Godel, Escher, Bach

Oh my, this book is every bit as delightful as I had imagined it would be.

To be clear, I had slated this book as my “summer” read, imagining I would have stolen myself to an island somewhere to curl up alongside this book. But life found me in a data engineering fellowship in Palo Alto instead, drinking an endless stream of La Croix (La Croixes?) whilst building streaming pipelines and occassionaly drawing inspiration from the large bronze statue of Nikola Tesla that stood outside the office.

In San Francisco, summer shows up a smidge late, so it is the first week of November that I’ve been given a second crack at this whirlwind tour of logic, math, and the underpinnings of consciosness (both organic and otherwise).

This book thesis proclaims itself on page 82 as follows, “In my opinion, in fact, the key element in answering the question ‘What is consciousness?’ will be the unraveling of the nature of the ‘isomorphism’ which underlines meaning.” The dance between the works of Godel, Escher, and Bach sets up an ideal garden to explore isomorphisms, that is to say complete between domains where all critical information is preserved.

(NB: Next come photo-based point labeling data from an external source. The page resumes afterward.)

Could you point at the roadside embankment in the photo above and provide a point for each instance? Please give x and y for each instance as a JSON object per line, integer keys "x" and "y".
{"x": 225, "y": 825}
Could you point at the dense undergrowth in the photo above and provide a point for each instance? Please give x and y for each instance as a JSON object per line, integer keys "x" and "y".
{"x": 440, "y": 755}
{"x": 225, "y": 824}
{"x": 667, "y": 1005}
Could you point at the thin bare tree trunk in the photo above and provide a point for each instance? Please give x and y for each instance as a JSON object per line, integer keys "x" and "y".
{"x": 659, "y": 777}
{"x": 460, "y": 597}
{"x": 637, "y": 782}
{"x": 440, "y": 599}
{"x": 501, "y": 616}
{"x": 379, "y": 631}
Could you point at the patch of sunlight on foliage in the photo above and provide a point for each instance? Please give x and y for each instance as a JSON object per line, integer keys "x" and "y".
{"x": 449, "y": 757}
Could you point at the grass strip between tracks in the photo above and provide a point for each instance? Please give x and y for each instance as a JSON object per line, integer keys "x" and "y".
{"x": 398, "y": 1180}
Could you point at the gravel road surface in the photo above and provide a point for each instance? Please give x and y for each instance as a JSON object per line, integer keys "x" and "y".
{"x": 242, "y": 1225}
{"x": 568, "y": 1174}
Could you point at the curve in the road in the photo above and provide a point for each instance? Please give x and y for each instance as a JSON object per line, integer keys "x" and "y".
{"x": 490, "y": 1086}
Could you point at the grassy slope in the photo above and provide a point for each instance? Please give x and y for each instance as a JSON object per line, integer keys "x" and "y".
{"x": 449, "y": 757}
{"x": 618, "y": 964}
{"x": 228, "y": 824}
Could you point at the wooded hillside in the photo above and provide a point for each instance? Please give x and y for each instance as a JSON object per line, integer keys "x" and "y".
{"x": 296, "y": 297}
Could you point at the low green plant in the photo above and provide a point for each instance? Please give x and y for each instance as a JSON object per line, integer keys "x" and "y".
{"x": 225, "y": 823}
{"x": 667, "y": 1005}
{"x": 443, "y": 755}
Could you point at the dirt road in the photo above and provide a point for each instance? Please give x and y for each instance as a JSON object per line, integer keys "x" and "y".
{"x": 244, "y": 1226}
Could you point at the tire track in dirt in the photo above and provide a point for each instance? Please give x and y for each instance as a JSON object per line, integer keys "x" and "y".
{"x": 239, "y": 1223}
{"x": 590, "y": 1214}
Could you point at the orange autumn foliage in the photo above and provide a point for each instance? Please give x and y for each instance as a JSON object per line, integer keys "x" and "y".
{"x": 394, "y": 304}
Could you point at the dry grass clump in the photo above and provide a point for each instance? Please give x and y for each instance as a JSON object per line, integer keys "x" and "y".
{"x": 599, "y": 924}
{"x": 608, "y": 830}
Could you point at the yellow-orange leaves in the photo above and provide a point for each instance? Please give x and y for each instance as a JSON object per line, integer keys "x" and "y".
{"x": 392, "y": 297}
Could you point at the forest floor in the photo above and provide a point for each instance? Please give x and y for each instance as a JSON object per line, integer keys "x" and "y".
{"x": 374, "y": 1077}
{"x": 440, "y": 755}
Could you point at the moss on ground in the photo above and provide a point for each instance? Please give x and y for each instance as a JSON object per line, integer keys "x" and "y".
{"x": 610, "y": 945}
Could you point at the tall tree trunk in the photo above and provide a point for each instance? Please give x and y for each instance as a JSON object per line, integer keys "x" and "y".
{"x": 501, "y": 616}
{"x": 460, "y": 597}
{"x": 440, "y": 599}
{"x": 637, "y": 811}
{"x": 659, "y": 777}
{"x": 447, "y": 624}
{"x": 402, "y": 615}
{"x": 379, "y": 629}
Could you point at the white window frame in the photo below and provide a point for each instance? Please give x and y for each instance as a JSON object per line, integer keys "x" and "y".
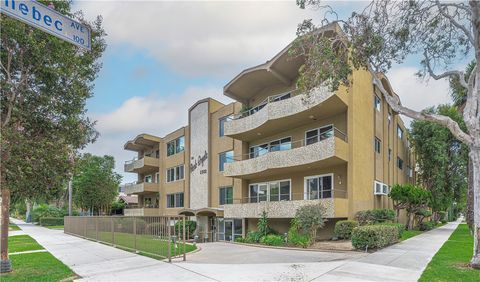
{"x": 305, "y": 186}
{"x": 384, "y": 188}
{"x": 318, "y": 132}
{"x": 268, "y": 190}
{"x": 269, "y": 146}
{"x": 174, "y": 174}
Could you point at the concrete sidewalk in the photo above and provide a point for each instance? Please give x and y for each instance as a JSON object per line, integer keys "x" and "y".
{"x": 97, "y": 262}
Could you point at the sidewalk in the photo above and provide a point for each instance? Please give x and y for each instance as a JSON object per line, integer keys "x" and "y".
{"x": 97, "y": 262}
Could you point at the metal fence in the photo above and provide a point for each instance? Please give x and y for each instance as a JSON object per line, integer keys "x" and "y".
{"x": 152, "y": 235}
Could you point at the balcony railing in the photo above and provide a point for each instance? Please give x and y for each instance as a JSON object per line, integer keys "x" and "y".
{"x": 270, "y": 99}
{"x": 269, "y": 148}
{"x": 335, "y": 193}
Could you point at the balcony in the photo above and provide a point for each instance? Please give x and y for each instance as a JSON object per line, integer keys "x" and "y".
{"x": 142, "y": 165}
{"x": 331, "y": 149}
{"x": 142, "y": 212}
{"x": 141, "y": 187}
{"x": 275, "y": 114}
{"x": 334, "y": 207}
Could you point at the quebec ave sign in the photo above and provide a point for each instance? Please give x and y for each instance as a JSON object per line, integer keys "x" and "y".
{"x": 48, "y": 20}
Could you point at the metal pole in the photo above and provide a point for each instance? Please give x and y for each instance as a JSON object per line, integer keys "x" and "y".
{"x": 70, "y": 197}
{"x": 169, "y": 240}
{"x": 135, "y": 234}
{"x": 184, "y": 253}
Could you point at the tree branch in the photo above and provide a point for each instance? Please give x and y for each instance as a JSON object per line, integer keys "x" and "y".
{"x": 455, "y": 23}
{"x": 459, "y": 74}
{"x": 394, "y": 102}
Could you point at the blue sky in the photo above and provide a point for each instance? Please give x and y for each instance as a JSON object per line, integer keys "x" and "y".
{"x": 164, "y": 56}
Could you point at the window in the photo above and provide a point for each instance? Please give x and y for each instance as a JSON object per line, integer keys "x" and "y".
{"x": 319, "y": 187}
{"x": 223, "y": 158}
{"x": 148, "y": 178}
{"x": 176, "y": 146}
{"x": 175, "y": 200}
{"x": 226, "y": 195}
{"x": 273, "y": 191}
{"x": 319, "y": 134}
{"x": 400, "y": 132}
{"x": 175, "y": 173}
{"x": 377, "y": 104}
{"x": 378, "y": 145}
{"x": 399, "y": 163}
{"x": 380, "y": 188}
{"x": 221, "y": 124}
{"x": 277, "y": 145}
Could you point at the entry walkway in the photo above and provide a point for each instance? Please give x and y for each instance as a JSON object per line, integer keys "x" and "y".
{"x": 97, "y": 262}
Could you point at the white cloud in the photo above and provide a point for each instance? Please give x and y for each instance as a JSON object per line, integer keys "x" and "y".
{"x": 201, "y": 38}
{"x": 151, "y": 114}
{"x": 416, "y": 93}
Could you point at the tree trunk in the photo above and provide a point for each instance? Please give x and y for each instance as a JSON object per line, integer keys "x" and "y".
{"x": 5, "y": 265}
{"x": 475, "y": 159}
{"x": 469, "y": 214}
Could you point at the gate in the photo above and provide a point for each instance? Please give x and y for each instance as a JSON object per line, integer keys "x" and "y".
{"x": 159, "y": 236}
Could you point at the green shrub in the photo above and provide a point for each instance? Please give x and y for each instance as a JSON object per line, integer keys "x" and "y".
{"x": 374, "y": 236}
{"x": 425, "y": 226}
{"x": 190, "y": 227}
{"x": 375, "y": 216}
{"x": 273, "y": 240}
{"x": 295, "y": 237}
{"x": 344, "y": 228}
{"x": 51, "y": 221}
{"x": 400, "y": 227}
{"x": 45, "y": 210}
{"x": 253, "y": 237}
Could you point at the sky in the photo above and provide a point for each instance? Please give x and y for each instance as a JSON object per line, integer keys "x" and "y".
{"x": 164, "y": 56}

What constititues the “domains” (or domain and co-domain) and “information” is addressed in each particular case, but the goal of the first part of the book is to bring ismorphism itself, as a flavor of meaning-preserving and, relatedly, meaning-observing, to the foreground. And this is perhaps why my gut has been pulling me towards the book. A poetic treament of why we would want to study topology at all (although topology proper is not mentioned directly in the book).